The first prisoner executed in South Carolina in more than 10 years chose to die by shooting instead of in an electric chair.
Richard Bernard Moore, 57, is also the first prisoner in the United States to choose his method of execution after a law was passed last year that makes an electric shock by default, with the possibility of facing three prisoners with rifles instead.
He spent more than 20 years on the death penalty for the 1999 murder of an employee of a convenience store named James Mahoney in Spartanburg.
His execution is scheduled for April 29.
If that happens, he will be the first to be killed in the state since 2011.
The new law led to a decade-long hiatus, which correction officials blamed for failing to obtain the drugs needed to carry out lethal injections.
Moore’s lawyers have asked the state’s Supreme Court to postpone his death, while another court is deciding whether one of the two available methods is a cruel and unusual punishment.
They say prison staff are not working hard enough to get lethal injectable drugs, forcing inmates to choose between two other barbaric methods.

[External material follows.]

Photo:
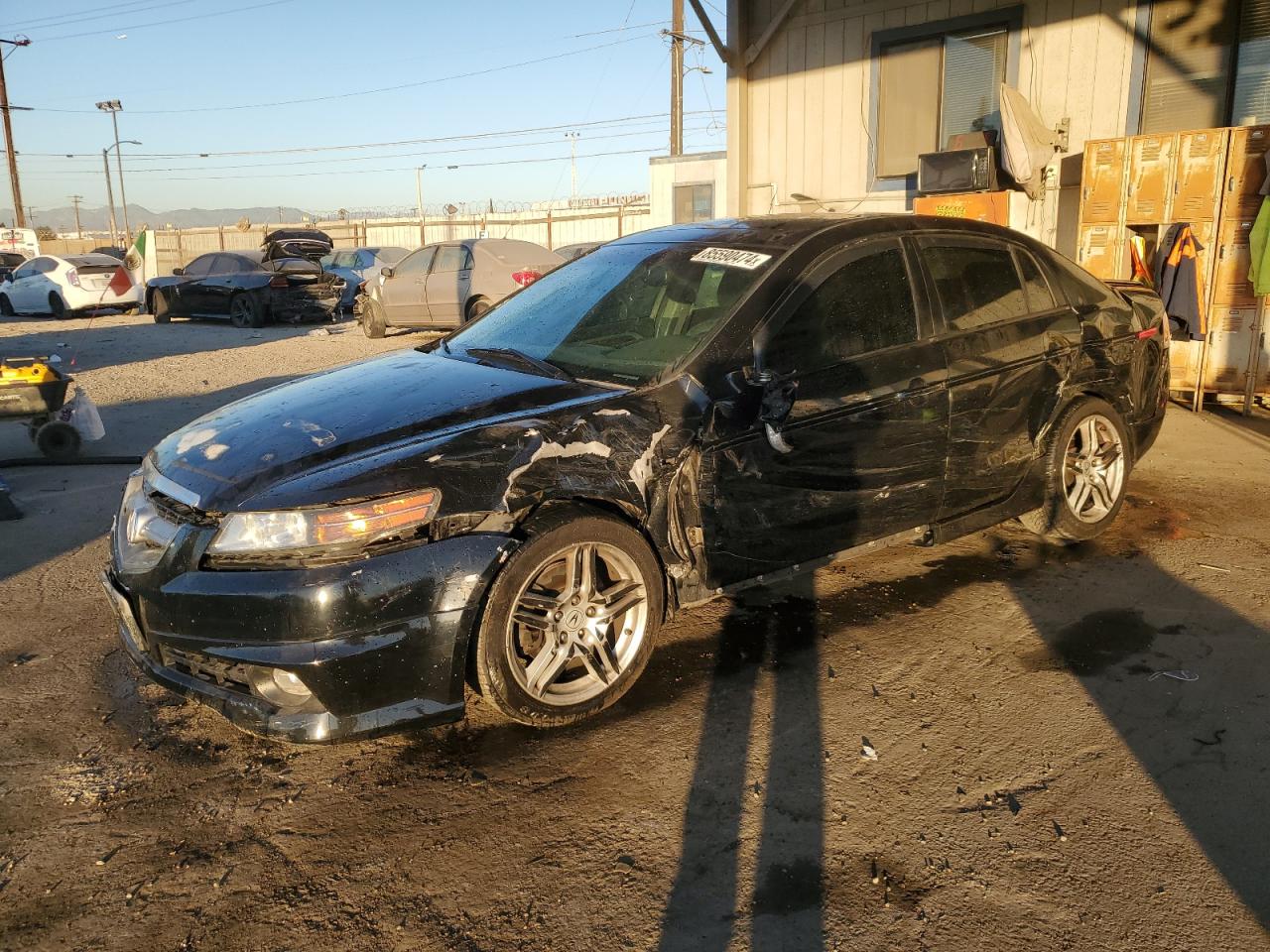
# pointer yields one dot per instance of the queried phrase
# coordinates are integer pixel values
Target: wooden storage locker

Moore’s lawyers are also asking the U.S. Supreme Court for an adjournment to allow the U.S. Supreme Court to reconsider whether his death sentence is too harsh a punishment compared to such crimes.
State judges rejected a similar complaint last week.
The State Correctional Agency completed the development of procedures for the execution of the firing squads last month and spent $ 53,600 (£ 41,025) to repair Colombia’s death chamber, which included installing a metal chair with restraints facing a rectangular wall. 15 feet (4.6 m) away.
The death by shooting will involve three volunteer prisoners who use their rifles to shoot the convicted prisoner’s heart.
South Carolina is among the four states that allow the shooting, according to the Washington-based nonprofit Information Center Death Penalty.
This is one of the eight states that still use the electric chair.